WenleiHe · 2024-01-03T03:59:43Z

We will need some protection against accidentally consuming old profile with new toolchain and vice versa. The cost of investigating mysterious perf regression can be high and we'd rather simply error out in those cases. Maybe consider some flag for SecProfSummaryFlags (also wondering if this needs to be per-function flag since technically some function/module can be compiled with old order while others with new order).

Can we gauge perf benefit of mixed order encoding? i.e. profile an old source rev (several weeks ago?) with both probe order, and build with new source rev using that old profile, then see how old vs new order compare in terms of perf and efficacy with incremental PGO.

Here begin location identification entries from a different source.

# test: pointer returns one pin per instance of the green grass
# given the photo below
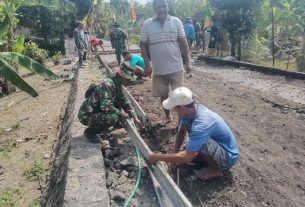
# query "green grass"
(35, 202)
(16, 125)
(35, 171)
(9, 196)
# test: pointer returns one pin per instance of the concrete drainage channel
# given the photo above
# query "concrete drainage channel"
(122, 171)
(119, 169)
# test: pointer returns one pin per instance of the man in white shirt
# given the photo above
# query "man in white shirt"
(163, 37)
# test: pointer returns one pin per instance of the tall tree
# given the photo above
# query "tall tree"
(238, 18)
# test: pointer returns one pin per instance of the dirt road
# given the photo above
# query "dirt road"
(267, 115)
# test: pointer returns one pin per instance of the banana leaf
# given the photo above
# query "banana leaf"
(4, 26)
(29, 64)
(9, 73)
(19, 45)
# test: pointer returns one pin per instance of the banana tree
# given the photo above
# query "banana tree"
(8, 72)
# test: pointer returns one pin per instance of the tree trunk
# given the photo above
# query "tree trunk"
(8, 86)
(233, 46)
(239, 48)
(301, 57)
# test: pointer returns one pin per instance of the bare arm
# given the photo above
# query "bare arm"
(180, 139)
(180, 157)
(185, 50)
(144, 53)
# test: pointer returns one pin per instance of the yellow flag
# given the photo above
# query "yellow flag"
(207, 22)
(133, 12)
(85, 20)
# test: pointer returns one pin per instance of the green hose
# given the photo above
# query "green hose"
(138, 179)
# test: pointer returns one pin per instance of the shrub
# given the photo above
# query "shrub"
(56, 58)
(35, 171)
(9, 196)
(32, 50)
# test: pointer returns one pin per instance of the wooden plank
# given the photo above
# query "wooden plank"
(176, 196)
(259, 68)
(169, 194)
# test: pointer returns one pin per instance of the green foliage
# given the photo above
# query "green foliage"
(32, 50)
(4, 25)
(35, 202)
(8, 72)
(238, 17)
(103, 18)
(9, 196)
(35, 171)
(56, 58)
(134, 39)
(186, 8)
(19, 45)
(257, 49)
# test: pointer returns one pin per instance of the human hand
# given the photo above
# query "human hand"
(149, 70)
(153, 157)
(137, 122)
(171, 166)
(188, 67)
(124, 115)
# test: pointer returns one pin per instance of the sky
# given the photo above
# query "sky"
(140, 1)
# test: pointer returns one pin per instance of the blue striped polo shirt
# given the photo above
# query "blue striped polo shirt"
(163, 44)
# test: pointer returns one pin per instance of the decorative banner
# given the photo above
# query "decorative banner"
(133, 12)
(113, 16)
(207, 22)
(85, 20)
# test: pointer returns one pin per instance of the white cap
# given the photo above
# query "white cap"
(180, 96)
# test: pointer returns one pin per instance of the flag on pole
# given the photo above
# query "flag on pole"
(204, 2)
(133, 12)
(85, 20)
(113, 16)
(207, 22)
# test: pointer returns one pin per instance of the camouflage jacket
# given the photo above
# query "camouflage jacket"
(107, 97)
(118, 37)
(78, 39)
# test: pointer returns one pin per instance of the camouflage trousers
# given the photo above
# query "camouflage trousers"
(98, 122)
(80, 53)
(118, 52)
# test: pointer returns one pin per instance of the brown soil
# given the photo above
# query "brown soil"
(28, 131)
(268, 123)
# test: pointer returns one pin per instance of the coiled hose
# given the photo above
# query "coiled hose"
(138, 179)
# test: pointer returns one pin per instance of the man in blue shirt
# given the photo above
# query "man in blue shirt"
(136, 63)
(189, 32)
(210, 138)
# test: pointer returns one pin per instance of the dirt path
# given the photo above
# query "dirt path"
(28, 130)
(267, 114)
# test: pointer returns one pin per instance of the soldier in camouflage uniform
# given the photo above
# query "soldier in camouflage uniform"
(79, 42)
(102, 107)
(118, 41)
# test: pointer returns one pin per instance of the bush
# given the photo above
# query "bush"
(32, 50)
(35, 171)
(56, 58)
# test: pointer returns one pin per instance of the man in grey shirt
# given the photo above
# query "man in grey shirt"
(163, 37)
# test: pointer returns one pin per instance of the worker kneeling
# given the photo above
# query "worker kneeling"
(210, 138)
(102, 107)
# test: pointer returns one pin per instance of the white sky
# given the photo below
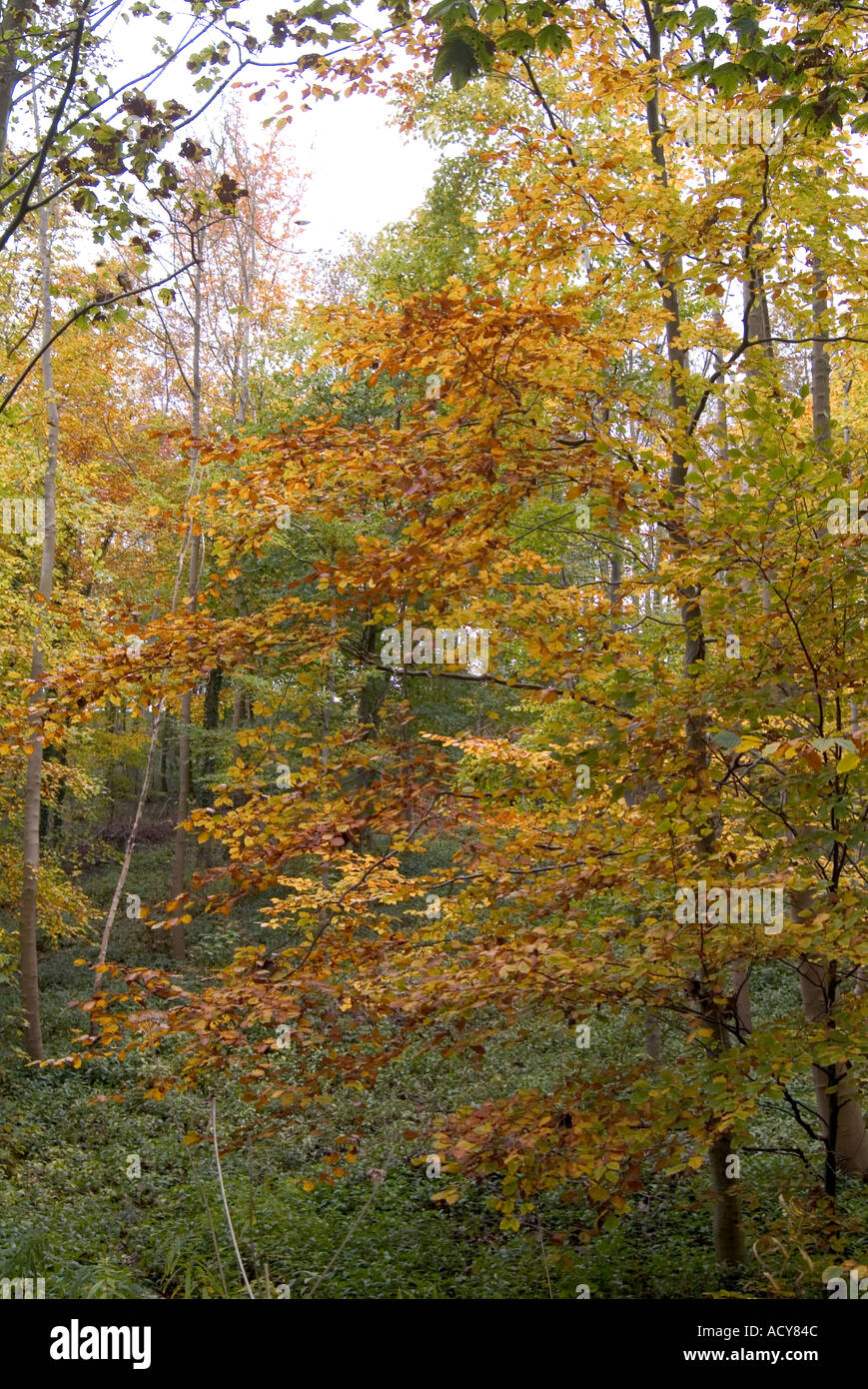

wlei-llvm · 2024-01-04T17:55:00Z

We will need some protection against accidentally consuming old profile with new toolchain and vice versa. The cost of investigating mysterious perf regression can be high and we'd rather simply error out in those cases. Maybe consider some flag for SecProfSummaryFlags

Agreed with this concern. To do this, we probably also need a flag in the binary, because otherwise if we use the new toolchain for prof-gen but the binary built on the old toolchain, we then would generate a profile with this flag on but the order is the old one. My understanding is the (probe) version of profile should line up with the version of the binary. Maybe make this more general, we can introduce a "pseudo_probe_version" thing, similar to instrPGO https://github.com/llvm/llvm-project/blob/main/llvm/include/llvm/ProfileData/InstrProf.h#L996 . It can be useful if we want to update other pseudo probe formats in future.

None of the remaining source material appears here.